‘I brought food,’ said Jessica. ‘Nuts, figs, crystallised ginger – that sort of thing. And some decorations.’
‘Thanks,’ said Thea. ‘I only managed a box of dates and some satsumas.’
Drew and Stephanie both looked at her in alarm. ‘You’re not serious?’ said Drew.
‘I mean – as the special extras. You know perfectly well I’ve got a turkey and mountains of vegetables. And stuffing. And wine.’
‘Mince pies?’ Again, father and daughter seemed anxious. ‘We finished the ones you bought before,’ explained Stephanie. A very subtle stress on the word bought conveyed an awareness of how things had changed since Karen had been in charge. A brilliant and enthusiastic cook, Drew’s first wife had made everything herself. Not just the pies, but the mincemeat that went inside them – as well as the pudding, stuffing, brandy butter, gravy and bread sauce. Thea just got everything from the supermarket. And last year she didn’t even bother with bread sauce.

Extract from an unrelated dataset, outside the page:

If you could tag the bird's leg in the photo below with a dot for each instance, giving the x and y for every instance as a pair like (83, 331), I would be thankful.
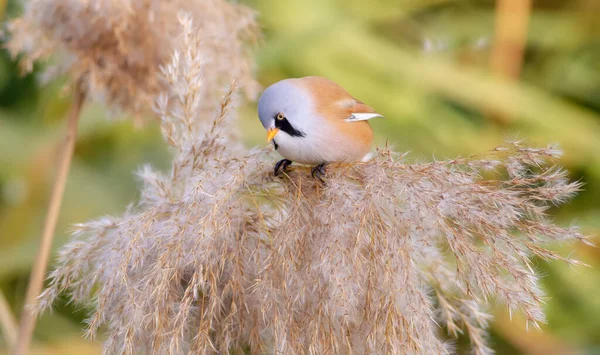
(319, 171)
(281, 166)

‘I’ve got some of them as well,’ said Jessica. ‘We’re going to have a perfect old-fashioned Christmas with all the trimmings – you’ll see.’

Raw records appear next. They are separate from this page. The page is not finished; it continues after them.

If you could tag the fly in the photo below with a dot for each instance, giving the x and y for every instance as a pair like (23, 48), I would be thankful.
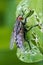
(20, 30)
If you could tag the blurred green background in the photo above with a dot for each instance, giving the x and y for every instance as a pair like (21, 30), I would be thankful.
(7, 19)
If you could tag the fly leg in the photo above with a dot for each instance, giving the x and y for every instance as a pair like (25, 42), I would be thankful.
(28, 43)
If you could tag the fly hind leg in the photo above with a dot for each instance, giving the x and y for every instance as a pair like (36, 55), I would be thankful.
(28, 43)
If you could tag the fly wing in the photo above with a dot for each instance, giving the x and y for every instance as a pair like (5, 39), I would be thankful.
(12, 40)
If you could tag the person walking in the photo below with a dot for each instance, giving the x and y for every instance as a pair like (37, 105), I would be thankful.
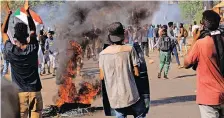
(118, 68)
(51, 53)
(170, 34)
(194, 27)
(150, 37)
(182, 37)
(165, 48)
(210, 78)
(24, 64)
(144, 40)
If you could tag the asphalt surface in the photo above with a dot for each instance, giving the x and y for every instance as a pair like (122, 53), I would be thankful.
(171, 98)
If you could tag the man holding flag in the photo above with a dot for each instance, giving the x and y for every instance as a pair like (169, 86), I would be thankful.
(24, 64)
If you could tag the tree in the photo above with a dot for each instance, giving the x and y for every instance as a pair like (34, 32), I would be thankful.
(191, 10)
(33, 4)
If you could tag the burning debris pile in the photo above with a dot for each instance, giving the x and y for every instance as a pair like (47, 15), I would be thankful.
(78, 19)
(69, 98)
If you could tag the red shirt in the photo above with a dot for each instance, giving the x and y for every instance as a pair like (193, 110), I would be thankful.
(210, 83)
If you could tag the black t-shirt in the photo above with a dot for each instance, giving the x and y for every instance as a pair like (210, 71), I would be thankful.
(42, 40)
(24, 65)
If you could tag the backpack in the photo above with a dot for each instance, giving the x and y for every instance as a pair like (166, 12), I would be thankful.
(185, 33)
(165, 44)
(219, 46)
(218, 38)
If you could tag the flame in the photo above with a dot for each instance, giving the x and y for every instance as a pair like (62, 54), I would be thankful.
(67, 92)
(87, 93)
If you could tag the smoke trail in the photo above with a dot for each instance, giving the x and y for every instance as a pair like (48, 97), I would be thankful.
(166, 13)
(76, 18)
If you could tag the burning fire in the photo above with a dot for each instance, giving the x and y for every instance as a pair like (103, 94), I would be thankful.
(67, 91)
(87, 93)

Before they knew it, the day was more than half over. Thea provided sausages and mash for lunch, followed by ice cream. Timmy talked about Pokémon and Drew lit the log fire. There was a sense of suspension, waiting for the day to be over. Stephanie buried herself in Through the Looking-Glass, which she was reading for the third time. She could recite ‘Jabberwocky’ as well as ‘The Walrus and the Carpenter’, which Thea said would have been old-fashioned even when she was a child. Stephanie had never even tried to describe the powerful sense of wonderment and delight she derived from the book. It didn’t fade with repeated readings – the opposite, if anything. Small details that she had previously missed came vividly to life. The knitting sheep, the alarming Red Queen, the elusive references to the game of chess, all held her in thrall. It was in every way infinitely superior to Alice’s Adventures in Wonderland, which seemed childish and thin by comparison.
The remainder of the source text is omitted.